Gödel imself was an incomplete figure, a hypochondriac who degenerated into outright paranoia later in life, and a socially awkward man who would likely have been diagnosed in today’s world of psychiatry and medicine as a depressive or even somewhere on the autism spectrum. He formed few lasting friendships, feared that no one could understand him (and given the meandering paths of his mind, I don’t doubt this was true), and was often shockingly aloof to what was happening around him. He fled his native Austria before World War II, even though he wasn’t Jewish, because his association with the secular Jewish scholars of the Vienna Circle (most of whom were logical Positivists, arguing that anything that could not be empirically proven could not be considered true) cost him his university position. Yet he remained unaware of the state of affairs in his native country, once (according to Goldstein) asking a Jewish emigré who had fled Nazi persecution for the United States, “What brings you to America?”

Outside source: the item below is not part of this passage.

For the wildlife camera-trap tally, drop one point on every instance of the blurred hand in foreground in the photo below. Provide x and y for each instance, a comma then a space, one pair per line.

Goldstein does a superb job setting the scene for Gödel’s emergence as a logician/metamathematician and as a figure of adulation and controversy. The Vienna Circle was, in Goldstein’s depiction, somewhat insular in its unwavering acceptance of Positivism, and as such certain that Hilbert’s second problem, asking for a proof that arithmetic is internally consistent, would be proven true. Gödel’s second theorem showed this was not the case, leading to his own intellectual isolation from thinkers who were heavily invested in the Positivist view of mathematics, a bad outcome for a man who was already prone to introversion and diffidence. G&omul;del found it difficult to express himself without the use of logic, and while his station at Princeton’s illustrious Institute for Advanced Study – a sort of magnet think tank that became a home for great scholars in math and the sciences – put him in contact with Albert Einstein, it also deepened his solitude by limiting his orbit … although that may have been inevitable given his late-life delusions of persecution. Goldstein did encounter Gödel once at a garden party at Princeton, only to see him at his most gregarious, holding court with a small group of awestruck graduate students, only to disappear without a trace when his spell of socializing was over. He was, in her description, a phantom presence around campus, especially once his daily walks with Einstein ended with the latter’s death in 1955.

While giving a basic description of Gödel’s theorems and proofs, focusing more on their implications than on the underlying math, Goldstein does send readers to the 1958 Gödel’s Proof, a 160-page book that attempts to give readers a more thorough understanding of the two theorems even if those readers lack any background in higher math. Incompleteness focuses instead on the man as much as it does on his work, producing a true narrative in a story that wouldn’t otherwise have had one, making it a book that I could recommend to anyone who can stand Goldstein’s occasional use of a $2 word (“veridical”) when a ten-cent one (“truthful”) would have done.